Wow, this does sound like unhinged nonsense. If he still maintains it circa 2023 then I would be really surprised. 

Replies from: Mitchell_Porter
comment by Mitchell_Porter · 2023-02-24T01:06:14.666Z · LW(p) · GW(p)

The proposition is not that "everybody has basically the same values", it's more that everybody has basically the same brains [LW · GW], so a meeting of minds should ideally always be possible between humans, even if it doesn't happen in practice.  

Replies from: MSRayne, M. Y. Zuo
comment by MSRayne · 2023-02-24T13:57:28.677Z · LW(p) · GW(p)

And yet, as was pointed out in a Slate Star Codex thread once, nearly everyone has experiences that other people do not, including having access to entire distinct classes of qualia. The usual examples are that some people have and others lack internal dialogue, or the ability to visually imagine things.

In my case, I lack some of the social instincts neurotypicals take for granted, but on the other hand, I know exactly what divine possession feels like and what all the great mystics of history were babbling about, and most people don't. And our brains aren't similar enough for me to have much hope of getting people who cannot have that experience to value it.

comment by M. Y. Zuo · 2023-02-24T02:25:09.608Z · LW(p) · GW(p)

The proposition is not that "everybody has basically the same values", it's more that everybody has basically the same brains [LW · GW], so a meeting of minds should ideally always be possible between humans, even if it doesn't happen in practice.  

No? There exist real living breathing humans that have radically altered brain structure, such as those with one hemisphere removed via surgical procedures or who have a dramatic brain injury.

For example, there's the quite well known Phineas Gage: https://en.wikipedia.org/wiki/Phineas_Gage

It's also not too difficult to imagine in the future with the possibilities of more advanced genetic engineering, there could be viable humans born with brains more similar to chimpanzees or dolphins than 2023 humans.

comment by andrew sauer (andrew-sauer) · 2023-02-24T00:15:37.932Z · LW(p) · GW(p)

I could have sworn he said something in the sequences along the lines of "One might be tempted to say of our fellow humans, when arguing over morality, that they simply mean different things by morality and there is nothing factual to argue about, only an inevitable fight. This may be true of things like paperclip maximizers and alien minds. But it is not something that is true of our fellow humans."

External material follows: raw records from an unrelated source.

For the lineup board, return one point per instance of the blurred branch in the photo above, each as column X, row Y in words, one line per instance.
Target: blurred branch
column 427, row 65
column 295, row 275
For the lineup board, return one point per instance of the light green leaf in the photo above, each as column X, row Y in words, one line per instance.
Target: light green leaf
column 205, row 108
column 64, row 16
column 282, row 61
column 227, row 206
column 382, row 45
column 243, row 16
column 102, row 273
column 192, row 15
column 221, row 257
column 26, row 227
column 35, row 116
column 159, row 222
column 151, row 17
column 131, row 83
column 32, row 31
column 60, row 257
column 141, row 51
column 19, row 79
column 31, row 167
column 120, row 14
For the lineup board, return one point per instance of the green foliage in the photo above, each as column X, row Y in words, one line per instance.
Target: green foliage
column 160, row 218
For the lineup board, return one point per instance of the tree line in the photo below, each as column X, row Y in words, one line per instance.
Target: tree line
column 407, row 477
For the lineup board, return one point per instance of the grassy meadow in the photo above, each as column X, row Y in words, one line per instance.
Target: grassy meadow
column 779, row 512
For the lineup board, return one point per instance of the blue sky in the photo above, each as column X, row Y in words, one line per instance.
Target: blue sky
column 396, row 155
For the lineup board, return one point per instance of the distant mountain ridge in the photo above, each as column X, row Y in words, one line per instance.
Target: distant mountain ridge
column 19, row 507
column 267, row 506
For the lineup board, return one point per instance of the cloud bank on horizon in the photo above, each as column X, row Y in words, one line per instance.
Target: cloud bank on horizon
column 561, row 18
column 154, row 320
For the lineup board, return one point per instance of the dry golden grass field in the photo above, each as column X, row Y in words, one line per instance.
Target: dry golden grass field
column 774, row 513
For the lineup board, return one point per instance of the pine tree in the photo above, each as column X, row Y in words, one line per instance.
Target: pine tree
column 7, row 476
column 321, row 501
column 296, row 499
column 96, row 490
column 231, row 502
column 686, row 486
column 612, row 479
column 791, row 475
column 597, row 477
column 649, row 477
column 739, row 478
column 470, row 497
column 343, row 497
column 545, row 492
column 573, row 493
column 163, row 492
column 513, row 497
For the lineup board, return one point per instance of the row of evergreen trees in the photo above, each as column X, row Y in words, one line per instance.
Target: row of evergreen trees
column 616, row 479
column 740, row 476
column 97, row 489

Unfortunately I cannot find it right now as I don't remember the exact phrasing, but it stuck with me when I read it as obviously wrong. If anybody knows what quote I'm talking about please chime in.

Edit: Found it, see other reply

comment by TAG · 2023-02-23T22:39:33.190Z · LW(p) · GW(p)

Links to the original 2004 article on intelligence.org seem to be broken...they are not even 404ing.

comment by MSRayne · 2023-02-23T21:28:45.968Z · LW(p) · GW(p)

This is one of the things I despise about this community. People here pretend to be altruists, but are not. It is incoherent to value humans and not to value the other beings we share the planet with who, in the space of minds, are massively closer to humans than they are to any AI we are likely to create. But you retreat to moral irrealism and the primacy of arbitrary whims (utility functions) above all else when faced with the supreme absurdity of human supremacy.